Ce qui était chouette, avec toi, quand nous étions enfants, enfin moi enfant, toi adolescente, c’était ton audace. Mais ça, ton audace, c’était pas les vacances, c’était le quotidien, la rue Charles Gide, les copains du quartier. Parmi les souvenirs, l’un est net ; il y avait cette chanson Emma, de Touré Kunda, que j’avais fredonné, tu étais fière, tu riais, surprise, tu avais su me faire sortir de ma bulle de petit garçon timide… Les autres souvenirs sont flous ou disparus, je suppose qu’il y en a eu beaucoup, des moments avec ta bande de copains. Ils avaient ton âge, l’âge d’Olivia, quelques années de plus, de moins, mais quoi, c’était des grands. Oh bien sûr, ça a généré quelques crises à la maison, quand elle allait trop loin, cette audace. Peut-être voulais-tu être grande avant tout le monde.

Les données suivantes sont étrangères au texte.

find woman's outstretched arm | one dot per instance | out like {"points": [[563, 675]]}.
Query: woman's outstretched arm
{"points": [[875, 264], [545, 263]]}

Il y a aussi ce souvenir que j’ai déjà raconté par écrit, dans ce livre que j’essaie d’écrire sur notre grand-père Antonio : souvenir d’Espagne, avec Elma, notre cousine.1984, j’ai 10 ans, tu en as 15, nous sommes dans un lieu bruyant, une musique de l’époque, des spots multicolores dans un lieu sombre, des punks ou quelque chose comme ça, la movida ou quelque chose comme ça, ma peur, mes pleurs. Tu ne t’en souvenais pas. Qu’importe que j’ai rêvé de ce moment, même si je suis sûr qu’il a existé : c’est notre enfance, celle où tu me prends par la main, celle avant que tu partes de la maison, avant ta liberté : Reggiani, Moustaki… hein, on connait la chanson. Ta liberté.

Tu ne voulais pas suivre le chemin, tu voulais écouter autre chose, d’autres musiques, et être plus hargneuse sur les terrains de foot. Tu les avais dans le collimateur, les chevilles d’attaquantes adverses ! Sanguine ou quelque chose comme ça. Le caractère de papa ou quelque chose comme ça. Battante ? Coriace. Tu l’as été, ces dernières années, coriace.

Il reste aujourd’hui, sur les murs de la pièce de papa, tes dessins à l’encre de chine : Escudero, Brel et les autres. Je ne sais pas pourquoi il reste aussi, dans l’air et dans ma tête, un fou rire né d’un “Quel bonheur !” prononcé pour une banale plante à fleurs sur la table du salon. Voilà : il reste tes éclats de rire, je ne les oublierai pas. Je les garde en moi. Gardons-les tous en nous.